Она верно определила все наши писания: интеллигентщина и упадочничество. Очень резко отзывалась о Нинке: глубочайший анархизм мелкобуржуазного характера, ей не комсомолкой быть и ленинкой, а мистической блоковской девицей с тоскующими глазами. Про меня говорила мягче: споткнулась на ровном месте, о такую ничтожную спичку, как неудачная любовь, но есть в душе здоровый революционный инстинкт, он меня выведет на дорогу. Над всем этим надо подумать.
Неужели на тебя произвели какое-нибудь впечатление речи Баси? Так просто можно тонкие и сложные переживания охарактеризовать парой самых истрепанных слов! А во мне это только легкую тошноту вызвало, как очень приевшееся кушание. Что ж ты, не знала раньше сама, что это припечатывается словами «упадочничество» и «интеллигентщина»?
Глупый, за что прощать? За то, что я была странной, порывистой, наивной и самоуверенной девчонкой, за то, что много во мне было нежности, грусти и искания, а ты ко мне подошел для поцелуев, может быть, только для них? Марк, Марк, ведь я от унижения была больна, был испорчен весь год. Марк, за что? И сейчас такая тупость, такая мучительная усталость от людей. И боязнь таких, как ты. Милый, может быть, даже любимый, я скоро тихо и незаметно уйду от жизни, ведь так противно в девятнадцать лет чувствовать усталость. Ну, что же тебе ответить? Я согласна, приезжай за мной в общежитие, мы будем с тобой бродить по переулкам и берегу Москвы-реки и хорошо, просто говорить. Марк, скажи мне, – за что?
Вот уже год, как я не видала тебя, не отвечала на твои письма, целый год я старалась побороть себя, и поборола, правда. Когда я увижу тебя, когда твои губы протянутся для поцелуев, опять в груди у меня начнет что-то трепетать, опять голова закружится, но все это будет происходить в глубине, а внешне я имею настолько сил, что просто протяну тебе руку, и мы будем говорить о твоей жизни, о твоих переживаниях, но ни слова уже не скажем ни обо мне, ни о нашей «любви».
СТРАСТЬ МНЕ НЕ НУЖНА.
Она мне представляется в виде широко открытых глаз, влажных губ и порывистого дыхания.
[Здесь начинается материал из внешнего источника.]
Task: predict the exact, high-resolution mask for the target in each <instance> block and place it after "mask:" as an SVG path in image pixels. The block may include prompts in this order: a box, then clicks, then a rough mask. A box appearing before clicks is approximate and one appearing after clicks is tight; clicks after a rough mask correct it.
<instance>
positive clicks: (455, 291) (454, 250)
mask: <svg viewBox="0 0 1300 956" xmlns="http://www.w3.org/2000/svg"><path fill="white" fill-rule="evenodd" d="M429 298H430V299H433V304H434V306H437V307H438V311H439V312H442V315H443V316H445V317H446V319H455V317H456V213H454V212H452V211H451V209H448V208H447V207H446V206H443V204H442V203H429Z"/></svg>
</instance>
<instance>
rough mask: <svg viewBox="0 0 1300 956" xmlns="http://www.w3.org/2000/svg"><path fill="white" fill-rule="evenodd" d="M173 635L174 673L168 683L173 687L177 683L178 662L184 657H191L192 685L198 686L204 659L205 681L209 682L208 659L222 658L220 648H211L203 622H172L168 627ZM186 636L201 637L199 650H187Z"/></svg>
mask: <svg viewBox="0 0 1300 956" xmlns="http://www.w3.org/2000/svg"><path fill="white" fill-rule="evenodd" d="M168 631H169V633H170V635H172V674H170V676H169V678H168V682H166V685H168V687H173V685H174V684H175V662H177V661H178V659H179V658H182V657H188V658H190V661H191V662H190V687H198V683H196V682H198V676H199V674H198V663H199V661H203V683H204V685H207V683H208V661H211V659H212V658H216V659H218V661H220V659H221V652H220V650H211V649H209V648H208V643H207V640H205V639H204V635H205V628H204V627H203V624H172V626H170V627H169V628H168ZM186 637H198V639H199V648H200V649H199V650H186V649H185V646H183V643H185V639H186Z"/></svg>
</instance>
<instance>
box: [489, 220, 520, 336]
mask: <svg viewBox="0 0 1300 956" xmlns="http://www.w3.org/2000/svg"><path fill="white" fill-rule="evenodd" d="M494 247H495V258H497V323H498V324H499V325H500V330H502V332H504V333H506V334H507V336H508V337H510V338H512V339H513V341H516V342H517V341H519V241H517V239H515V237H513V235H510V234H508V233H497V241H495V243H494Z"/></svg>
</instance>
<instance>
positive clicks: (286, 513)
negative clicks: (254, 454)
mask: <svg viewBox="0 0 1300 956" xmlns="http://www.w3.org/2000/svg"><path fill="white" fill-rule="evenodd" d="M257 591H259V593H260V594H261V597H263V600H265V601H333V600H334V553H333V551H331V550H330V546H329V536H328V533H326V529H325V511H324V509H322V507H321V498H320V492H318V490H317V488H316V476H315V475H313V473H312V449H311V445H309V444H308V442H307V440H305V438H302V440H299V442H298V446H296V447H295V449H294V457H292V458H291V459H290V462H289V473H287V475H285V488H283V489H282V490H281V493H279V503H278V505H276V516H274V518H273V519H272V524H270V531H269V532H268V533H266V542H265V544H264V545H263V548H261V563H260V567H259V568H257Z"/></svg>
Знай же, твою страсть я презираю, больше никогда не повторится то, что было, я стала другой.
Прощай!
(Я никогда тебя не любила; была ли страсть, – и то можно сомневаться, – была распущенность и любопытство к неизвестному.)
Мне хочется сказать себе: милая Нинка, пошарлатанила, похулиганила, и хватит, – твоя миссия на этом свете кончена. Пора переходить в другой мир, в мир безмолвия и тишины. Все равно я никогда не отделаюсь от шарлатанства и экспериментирования; сколько ни борюсь с собой, всегда люди, отлитые по одной общей форме, будут вызывать во мне тошноту.
ПРИДИ, Я ЖДУ ТЕБЯ!
17 ноября 1927 г.
1 час ночи.
Не верь, что было сказано раньше.
Долго ходили по берегу Москвы-реки и по снежным краснопресненским переулкам комсомолка с двумя толстыми косами по плечам и военный с тремя ромбами на лацканах. Военный раздраженно кусал губы.
– Нинка, что с тобой? Как будто ледяная стена между нами, я стучусь и никак не могу до тебя достучаться. Конечно, я был тогда груб и нечуток. Но неужели ты так злопамятна?
Комсомолка удивленно и невинно подняла брови.
– Почему тебе это так кажется? А я думала, что мы сейчас очень хорошо и задушевно поговорили с тобой.
Военный капризно выдернул руку из-под локтя комсомолки.
– Ну, прощай. Снежная какая-то кукла, а не живой человек. Увидимся еще. Может быть, будешь тогда другая. Она с равнодушным радушием ответила:
– Ты знаешь, что я всегда тебе рада.
Он в бешенстве закусил губы и пошел прочь.